A detail-destroying 'feature' that you control!

If a gallon of gas measured 5% less than advertised, would you still call it a gallon? Many televisions have a nasty habit of hiding (literally destroying) visual information along the border of the video image, reducing the detail and clarity of the remaining visible picture that fills the screen. Overscan is excessive video scaling beyond the edge of a TV's screen. For example, a TV that exhibits 5% overscan fails to display the outermost 5% of the pixels along the video border.

Examples of Overscan

The following pictures show the lower right corner of a 1080p flat panel HDTV's screen, including a bit of its black bezel.
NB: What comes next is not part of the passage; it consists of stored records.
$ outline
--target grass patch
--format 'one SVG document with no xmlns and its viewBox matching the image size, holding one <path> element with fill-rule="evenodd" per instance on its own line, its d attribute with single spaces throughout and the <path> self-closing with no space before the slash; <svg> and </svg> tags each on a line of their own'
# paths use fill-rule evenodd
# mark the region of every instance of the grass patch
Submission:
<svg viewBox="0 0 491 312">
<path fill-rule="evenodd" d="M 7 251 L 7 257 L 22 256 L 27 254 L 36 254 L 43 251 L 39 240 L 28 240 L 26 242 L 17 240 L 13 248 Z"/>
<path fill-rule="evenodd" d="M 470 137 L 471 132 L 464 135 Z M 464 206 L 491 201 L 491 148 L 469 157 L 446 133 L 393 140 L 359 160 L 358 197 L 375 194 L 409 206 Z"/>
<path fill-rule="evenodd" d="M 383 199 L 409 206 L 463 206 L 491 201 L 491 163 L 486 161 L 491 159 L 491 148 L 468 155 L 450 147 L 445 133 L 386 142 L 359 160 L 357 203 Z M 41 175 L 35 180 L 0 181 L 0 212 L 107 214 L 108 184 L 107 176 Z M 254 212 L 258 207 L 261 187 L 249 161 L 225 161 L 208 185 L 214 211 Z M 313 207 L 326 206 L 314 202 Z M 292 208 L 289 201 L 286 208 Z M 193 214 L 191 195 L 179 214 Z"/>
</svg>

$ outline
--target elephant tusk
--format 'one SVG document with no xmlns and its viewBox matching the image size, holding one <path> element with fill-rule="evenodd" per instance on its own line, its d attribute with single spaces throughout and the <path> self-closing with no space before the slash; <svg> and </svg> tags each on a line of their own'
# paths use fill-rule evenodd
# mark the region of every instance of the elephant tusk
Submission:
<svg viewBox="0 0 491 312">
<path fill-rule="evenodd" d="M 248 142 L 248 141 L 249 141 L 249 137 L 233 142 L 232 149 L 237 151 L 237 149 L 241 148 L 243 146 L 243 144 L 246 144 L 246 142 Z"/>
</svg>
This HDTV has a default overscan of about 6% and an underscan display mode that reveals every pixel of the incoming video signal. The left half of each picture shows the TV screen with its default overscan setting, and the right half shows the same portion of the TV screen and the same frame of the video but with overscan disabled - an underscanned picture. In each image, I've highlighted the details concealed by TV's default overscan mode in yellow.

Why Overscan is Bad

The relatively small percentages of video overscan I've mentioned may not sound like much, but the losses incurred scale with screen size. A 65-inch 1080p TV with 6% overscan (a typical amount) is missing 1.7 inches of video data from the left and right sides of an HD image - a total of 3.4 inches of lost visual information (horizontally.) With full-frame 1080p video, a 6% overscan equals a loss of over 124,000 video pixels - regardless of screen size. Any amount of video overscan introduced by a display device can soften the picture, and it always results in a significant loss of detail.

Eliminating Overscan

Manufacturers label picture size settings that reduce overscan as Just Scan, Dot-by-Dot, Screen Fit, and sometimes (accurately) Overscan with a related on/off control. Many new TVs default to a picture size setting labeled 16:9 (or Auto) that unintuitively produces an overscanned image. Also, overscan controls are often unique to each video format. So turning off overscan for 1080i/p video sources doesn't automatically turn off overscan for 720p or standard definition sources.

Fix it or upgrade

It doesn't matter if the video source is a favorite streaming app, a next-generation game console, or Blu-ray movies: a good TV doesn't waste a single pixel! You should see everything as the content creator intended! Of course, televisions can degrade image quality in many other ways, but video overscan shouldn't be one.